Use controls for sensitive data in Splunk APM 🔗
Sensitive data such as email addresses, credit card information, and social security numbers require careful handling to protect users and ensure compliance with industry standards. By default, Splunk APM does not capture any sensitive information. Splunk APM only receives information that is explicitly sent to it. If sensitive information is sent by mistake, however, Splunk APM provides a number of controls to prevent and mitigate leaks.
Sensitive data might fall within the categories of personally identifiable information (PII), customer-identifiable information (CII), cardholder data (CHD), or protected health information (PHI). It is necessary to protect these types of data to ensure compliance with industry requirements such as the Payment Card Industry Data Security Standard (PCI DSS), the Health Insurance Portability and Accountability Act (HIPAA), and the General Data Protection Regulation (GDPR).
Prerequisite 🔗
To configure sensitive data in Splunk APM, you must have the admin role.
Remove sensitive data using the Splunk Distribution of OpenTelemetry Collector 🔗
The first line of defense for sensitive information is to use the Splunk autoinstrumentation, which never captures sensitive information.

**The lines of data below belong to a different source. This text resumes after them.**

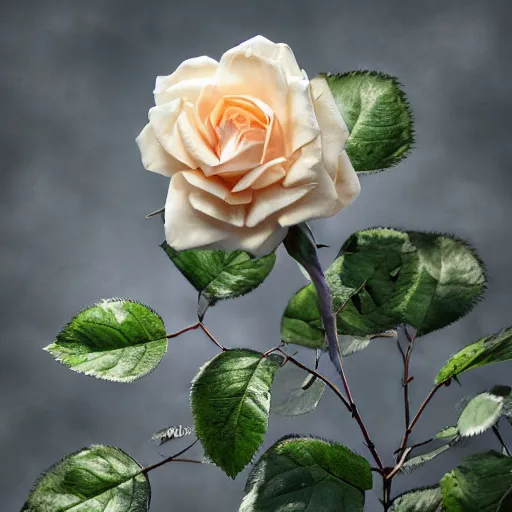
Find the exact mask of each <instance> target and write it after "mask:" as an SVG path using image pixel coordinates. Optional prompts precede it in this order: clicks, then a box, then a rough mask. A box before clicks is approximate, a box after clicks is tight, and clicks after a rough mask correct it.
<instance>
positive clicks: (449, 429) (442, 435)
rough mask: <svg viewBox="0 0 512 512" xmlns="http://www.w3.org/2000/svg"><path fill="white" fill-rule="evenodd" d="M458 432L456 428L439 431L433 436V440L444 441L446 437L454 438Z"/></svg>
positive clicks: (458, 431) (457, 433) (446, 437)
mask: <svg viewBox="0 0 512 512" xmlns="http://www.w3.org/2000/svg"><path fill="white" fill-rule="evenodd" d="M458 433H459V431H458V430H457V427H446V428H443V429H442V430H440V431H439V432H438V433H437V434H436V435H435V436H434V439H445V438H447V437H455V436H456V435H457V434H458Z"/></svg>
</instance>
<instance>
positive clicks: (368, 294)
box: [281, 228, 485, 348]
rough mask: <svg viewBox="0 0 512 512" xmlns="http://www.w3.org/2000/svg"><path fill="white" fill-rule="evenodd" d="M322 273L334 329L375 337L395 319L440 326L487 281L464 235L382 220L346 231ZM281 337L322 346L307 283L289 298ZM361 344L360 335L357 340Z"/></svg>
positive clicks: (321, 342)
mask: <svg viewBox="0 0 512 512" xmlns="http://www.w3.org/2000/svg"><path fill="white" fill-rule="evenodd" d="M325 275H326V281H327V284H328V285H329V288H330V290H331V294H332V297H333V308H334V311H335V312H336V313H337V327H338V334H339V335H340V336H342V335H351V336H356V337H361V338H366V337H368V336H370V337H376V336H377V334H378V333H382V332H383V331H389V330H391V329H393V328H394V327H395V326H396V325H398V324H400V323H407V324H409V325H411V326H412V327H414V328H415V329H416V330H417V335H418V336H420V335H424V334H427V333H429V332H431V331H433V330H436V329H440V328H442V327H444V326H446V325H448V324H450V323H452V322H454V321H455V320H458V319H459V318H460V317H462V316H463V315H465V314H467V313H468V312H469V311H470V310H471V308H472V307H473V306H474V305H475V303H476V302H477V301H478V300H479V299H480V298H481V297H482V294H483V292H484V289H485V273H484V269H483V267H482V266H481V263H480V261H479V260H478V258H477V257H476V256H475V254H474V253H473V251H472V250H471V249H470V248H469V247H468V246H467V244H465V242H463V241H461V240H458V239H455V238H451V237H447V236H445V235H436V234H432V233H420V232H412V231H411V232H401V231H397V230H393V229H388V228H372V229H367V230H364V231H359V232H357V233H355V234H354V235H352V236H351V237H350V238H349V239H348V240H347V241H346V242H345V244H344V245H343V247H342V248H341V250H340V252H339V254H338V257H337V258H336V259H335V261H334V262H333V264H332V265H331V266H330V267H329V269H328V270H327V272H326V274H325ZM281 339H282V340H283V341H284V342H286V343H294V344H297V345H302V346H306V347H309V348H322V347H323V345H324V331H323V326H322V322H321V319H320V314H319V311H318V307H317V302H316V292H315V289H314V287H313V285H312V284H309V285H307V286H305V287H304V288H302V289H301V290H300V291H299V292H298V293H297V294H295V296H294V297H292V299H291V300H290V302H289V303H288V306H287V308H286V310H285V312H284V315H283V319H282V323H281ZM340 343H341V339H340ZM366 345H367V340H363V342H362V344H361V348H364V346H366Z"/></svg>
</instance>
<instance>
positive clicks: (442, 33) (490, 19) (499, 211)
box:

If sensitive data has been sent to Splunk Observability Cloud during manual instrumentation, you can remove it pre-ingest with the Splunk Distribution of the OpenTelemetry Collector. See Control data to ingest using the Collector for more information, and read the following scenario.
Note
A note about dropping spans
Concealing specific values in spans is the best approach to hide sensitive information in spans. It’s not possible to drop entire spans from your OpenTelemetry pipeline.
Use visibility filter APIs to block data in Splunk APM 🔗
To handle cases in which data is unintentionally sent to Splunk APM and hasn’t been removed in the data ingestion pipeline, users with administrator access can use an API to set visibility filters that block specific span tags in Splunk APM. This hides the information from everywhere in Splunk APM, as well as in API responses. The hidden information is not purged from Splunk APM until it expires after the 8-day default retention period.
The following are 3 examples of scenarios in which you might want to block this kind of information. Note that these APIs are configurable so that you can protect the span tags that might have leaked data without compromising the overall visibility of your services.
Note
See APM Visibility Filter API in the developer documentation for detailed guidance on using these APIs.
Block a specific span tag for a specific service 🔗
If you know that a specific span tag for a service might contain sensitive information, you can hide that span tag and its values everywhere in the Splunk APM UI.
For instance, imagine that Moira has manually instrumented a checkout service in Splunk APM and forgot to block the tags that use the span tags user.email
and credit.card.number
in their instrumentation of the service. The following example API call blocks 2 span tags from all the readCartDetails
operation in checkoutService
.
Request:
POST https://api.<YOUR_REALM>.signalfx.com/v2/apm/visibility-filter
JSON payload:
{
"description": "Data blocked due to leak on 04/03/21",
"startTime": "2021-04-03T15:00:00.073876Z",
"matcher": {
"sf_service": "checkoutService",
"sf_operation": "readCartDetails"
},
"hiddenTags": ["user.email", "credit.card.number"]
}
Note
About realms
A realm is a self-contained deployment of Splunk Observability Cloud in which your organization is hosted. Different realms have different API endpoints. For example, the endpoint for sending data in the us1
realm is https://ingest.us1.signalfx.com
, while the endpoint for sending data in the eu0
realm is https://ingest.eu0.signalfx.com
.
When you see a placeholder realm name in the documentation, such as <YOUR_REALM>
, replace it with your actual realm name. To find your realm name, open the navigation menu in Splunk Observability Cloud, select , and select your username. Locate the realm name in the Organizations section If you don’t include the realm name when specifying an endpoint, Splunk Observability Cloud defaults to the us0
realm.
Remove sensitive information from database queries 🔗
To provide analytics for database queries, Splunk APM captures SQL statements, or queries, from the span in which each call happens. Database queries or statements might contain sensitive information.
After removing identifiable information using the attributes
processor of the Collector, Splunk APM replaces all dynamic elements with the ?
character, a procedure also known as normalization.
The following screenshot shows normalized database queries in Database Query Performance with replaced dynamic elements:
As the db.statement
attribute for SQL databases and the db.operation
attribute for NoSQL databases might still contain sensitive information after normalization, use visibility filters to hide that information in Splunk APM. See Use visibility filter APIs to block data in Splunk APM for more information.
Note
To turn off database query normalization, see Turn off database query normalization.